And who on earth doesn’t have their issues, we concur. In Baker’s situation, you could make a case for having throat cancer, but it’s something we don’t discuss – the subject bores him, and anyway, he insists, no profound truths came his way through the experience of life-threatening illness.

“We all get on with it. The myth, of course, is that nobody talks about it. But everybody talks about it, all of the time. My wife, Wendy, said one of the most brilliantly crystallised thoughts I ever heard when trying to buy a book to take on holiday. She said, ‘If somebody wrote a book called A Nice Story about Good People I’d buy it. If one more book has the word dark on the back, or says, but their happiness hid a secret ... I just want a nice book about good people, even if it’s as light as a feather.’”

If she wasn’t already fluent in his history after 30-plus years of marriage, I’d tell Wendy to read her husband’s book, Going to Sea in a Sieve, the first three instalments of his life story. Following him from birth – 9am, Saturday 22 June, 1957 – until the early 1980s, it covers his school years (top of his class, captain of the football team, super popular with girls), his first job at the trendiest record shop in London, on to the NME (first as receptionist, then as a writer), and a clutch of gigs presenting “yoof” television.

There are plenty of big names – Mark Bolan gave him the shirt off his back; Elton John was a pal; he took Debbie Harry shoe shopping – lots of laughs, and lovely writing, such as this description of Mick Jagger: “He was surprisingly small and slight, although his head appeared to be built from a much grander blueprint.”
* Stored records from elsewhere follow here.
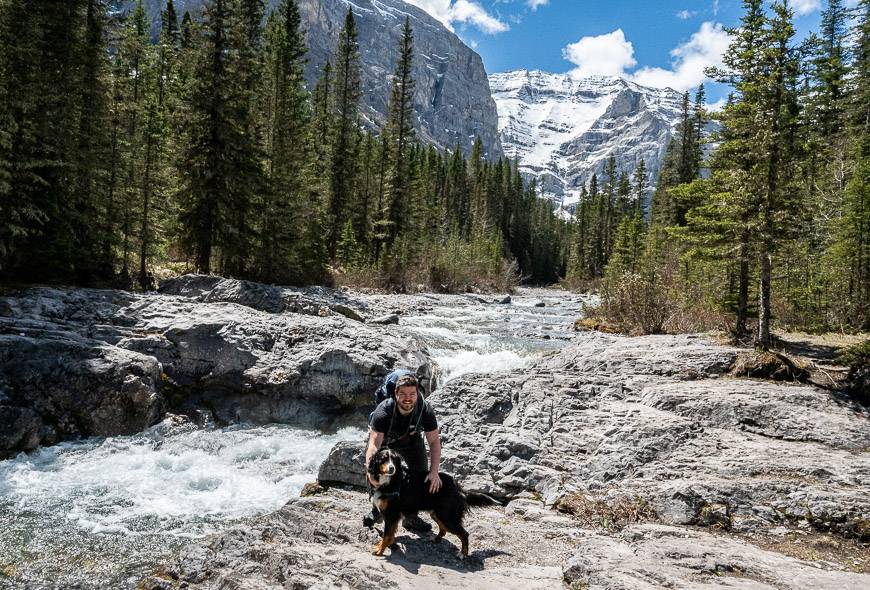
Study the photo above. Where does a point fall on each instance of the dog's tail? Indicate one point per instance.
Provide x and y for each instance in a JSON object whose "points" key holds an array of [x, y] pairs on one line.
{"points": [[474, 500]]}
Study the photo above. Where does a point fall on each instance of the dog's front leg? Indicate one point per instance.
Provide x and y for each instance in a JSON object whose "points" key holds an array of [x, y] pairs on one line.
{"points": [[391, 525]]}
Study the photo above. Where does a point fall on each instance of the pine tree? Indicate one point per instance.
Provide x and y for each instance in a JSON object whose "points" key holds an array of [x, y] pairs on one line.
{"points": [[400, 131], [346, 98], [323, 123], [221, 160], [284, 214], [89, 193]]}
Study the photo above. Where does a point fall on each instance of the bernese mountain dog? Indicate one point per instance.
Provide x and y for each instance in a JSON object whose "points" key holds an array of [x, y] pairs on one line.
{"points": [[400, 492]]}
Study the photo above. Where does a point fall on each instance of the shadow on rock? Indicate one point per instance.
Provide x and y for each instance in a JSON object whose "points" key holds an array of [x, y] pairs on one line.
{"points": [[410, 552]]}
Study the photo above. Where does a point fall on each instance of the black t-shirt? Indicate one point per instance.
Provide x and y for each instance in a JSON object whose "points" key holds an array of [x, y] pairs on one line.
{"points": [[411, 448]]}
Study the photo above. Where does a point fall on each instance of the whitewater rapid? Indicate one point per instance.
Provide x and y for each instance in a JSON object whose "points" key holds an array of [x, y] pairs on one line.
{"points": [[99, 513]]}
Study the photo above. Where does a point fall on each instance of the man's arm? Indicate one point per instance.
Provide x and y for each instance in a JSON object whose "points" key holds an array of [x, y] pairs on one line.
{"points": [[375, 441], [433, 437]]}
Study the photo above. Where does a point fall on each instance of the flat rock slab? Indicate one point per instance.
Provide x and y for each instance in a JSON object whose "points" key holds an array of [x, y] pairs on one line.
{"points": [[651, 556], [90, 362], [315, 542], [319, 542]]}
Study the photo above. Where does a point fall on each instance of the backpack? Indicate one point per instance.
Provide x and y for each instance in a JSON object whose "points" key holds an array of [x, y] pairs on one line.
{"points": [[387, 390]]}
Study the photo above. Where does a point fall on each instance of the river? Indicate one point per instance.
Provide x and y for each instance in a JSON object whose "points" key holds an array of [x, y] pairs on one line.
{"points": [[99, 513]]}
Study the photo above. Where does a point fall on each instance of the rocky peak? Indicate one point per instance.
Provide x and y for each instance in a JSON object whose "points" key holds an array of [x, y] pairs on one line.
{"points": [[452, 100], [562, 128]]}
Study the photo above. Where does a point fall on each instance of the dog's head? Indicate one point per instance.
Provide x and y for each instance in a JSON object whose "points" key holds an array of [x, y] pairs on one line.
{"points": [[385, 465]]}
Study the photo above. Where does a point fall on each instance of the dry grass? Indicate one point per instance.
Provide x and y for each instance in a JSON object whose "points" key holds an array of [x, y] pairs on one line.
{"points": [[596, 325], [611, 513], [770, 365]]}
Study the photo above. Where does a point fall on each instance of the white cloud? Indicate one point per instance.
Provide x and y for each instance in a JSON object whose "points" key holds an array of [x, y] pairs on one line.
{"points": [[715, 107], [461, 11], [805, 6], [703, 49], [607, 55]]}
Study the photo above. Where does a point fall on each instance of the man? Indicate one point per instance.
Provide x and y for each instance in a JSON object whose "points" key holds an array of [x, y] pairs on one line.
{"points": [[399, 423]]}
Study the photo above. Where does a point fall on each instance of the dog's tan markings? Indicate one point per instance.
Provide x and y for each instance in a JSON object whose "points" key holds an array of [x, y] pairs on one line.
{"points": [[442, 530], [387, 540]]}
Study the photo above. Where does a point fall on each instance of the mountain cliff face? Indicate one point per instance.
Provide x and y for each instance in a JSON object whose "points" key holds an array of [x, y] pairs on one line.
{"points": [[452, 98], [563, 129]]}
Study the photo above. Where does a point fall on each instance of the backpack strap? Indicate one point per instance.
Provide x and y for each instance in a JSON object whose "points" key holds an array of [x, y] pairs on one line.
{"points": [[413, 426]]}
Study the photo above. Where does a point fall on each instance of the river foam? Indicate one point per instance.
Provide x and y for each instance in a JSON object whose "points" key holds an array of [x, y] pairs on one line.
{"points": [[177, 480]]}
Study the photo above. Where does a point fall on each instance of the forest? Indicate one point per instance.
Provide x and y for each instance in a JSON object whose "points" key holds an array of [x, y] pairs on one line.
{"points": [[124, 159], [764, 215]]}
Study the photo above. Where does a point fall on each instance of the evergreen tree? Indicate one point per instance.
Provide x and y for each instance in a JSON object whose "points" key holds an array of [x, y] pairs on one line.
{"points": [[346, 97], [284, 215], [221, 161], [400, 131]]}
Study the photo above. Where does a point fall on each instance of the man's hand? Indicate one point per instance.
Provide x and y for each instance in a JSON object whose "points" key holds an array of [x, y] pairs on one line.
{"points": [[434, 481]]}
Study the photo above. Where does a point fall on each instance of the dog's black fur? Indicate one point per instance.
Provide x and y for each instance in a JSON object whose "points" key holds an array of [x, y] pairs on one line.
{"points": [[401, 492]]}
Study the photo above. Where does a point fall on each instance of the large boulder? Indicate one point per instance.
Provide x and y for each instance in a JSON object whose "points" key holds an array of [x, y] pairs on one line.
{"points": [[65, 386], [84, 362], [649, 418]]}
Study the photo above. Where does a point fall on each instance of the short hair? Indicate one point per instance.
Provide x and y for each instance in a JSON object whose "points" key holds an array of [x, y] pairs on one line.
{"points": [[406, 381]]}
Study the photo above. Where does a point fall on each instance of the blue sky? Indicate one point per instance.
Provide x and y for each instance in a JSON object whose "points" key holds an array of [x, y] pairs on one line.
{"points": [[655, 42]]}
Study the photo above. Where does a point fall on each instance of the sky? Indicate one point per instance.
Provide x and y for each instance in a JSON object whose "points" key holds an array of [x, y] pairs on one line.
{"points": [[661, 43]]}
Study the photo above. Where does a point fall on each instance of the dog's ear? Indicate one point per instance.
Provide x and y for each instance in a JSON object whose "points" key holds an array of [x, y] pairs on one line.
{"points": [[400, 461]]}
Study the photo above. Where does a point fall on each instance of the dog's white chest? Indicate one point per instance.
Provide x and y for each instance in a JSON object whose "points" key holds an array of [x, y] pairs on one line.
{"points": [[379, 500]]}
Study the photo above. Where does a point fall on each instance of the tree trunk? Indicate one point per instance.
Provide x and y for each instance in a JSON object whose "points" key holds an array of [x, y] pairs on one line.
{"points": [[764, 299]]}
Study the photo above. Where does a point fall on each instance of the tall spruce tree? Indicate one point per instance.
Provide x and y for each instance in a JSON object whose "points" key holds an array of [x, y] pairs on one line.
{"points": [[221, 166], [346, 96], [284, 214], [400, 130]]}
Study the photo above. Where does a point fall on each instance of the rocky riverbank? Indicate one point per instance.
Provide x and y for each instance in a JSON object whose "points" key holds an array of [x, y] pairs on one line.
{"points": [[623, 463], [663, 472], [79, 362]]}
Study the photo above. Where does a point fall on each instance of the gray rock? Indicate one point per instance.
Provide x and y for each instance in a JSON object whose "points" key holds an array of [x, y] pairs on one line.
{"points": [[655, 556], [318, 542], [95, 362], [647, 417], [538, 108], [616, 419], [345, 465], [385, 319], [61, 386]]}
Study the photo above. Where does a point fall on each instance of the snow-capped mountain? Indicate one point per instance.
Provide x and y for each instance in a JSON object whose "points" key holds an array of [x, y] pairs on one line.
{"points": [[563, 129]]}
Baker was a bright boy, but he spurned the offer of a place at his local grammar school in Bermondsey, in favour of following his friends to “the unassuming but quietly notorious rough-house up at the top of Deptford High Street”. He left at 15, and never looked back, but never stopped learning, either. As his friend and former co-presenter Amy Lamé told me, “Danny is a complete and total autodidact. He has an encyclopaedic knowledge of just about anything you could ever want to know. He spends his whole life reading, listening to music, watching documentaries. His brain is like a giant filing cabinet. He remembers everything and can draw on this immediately.”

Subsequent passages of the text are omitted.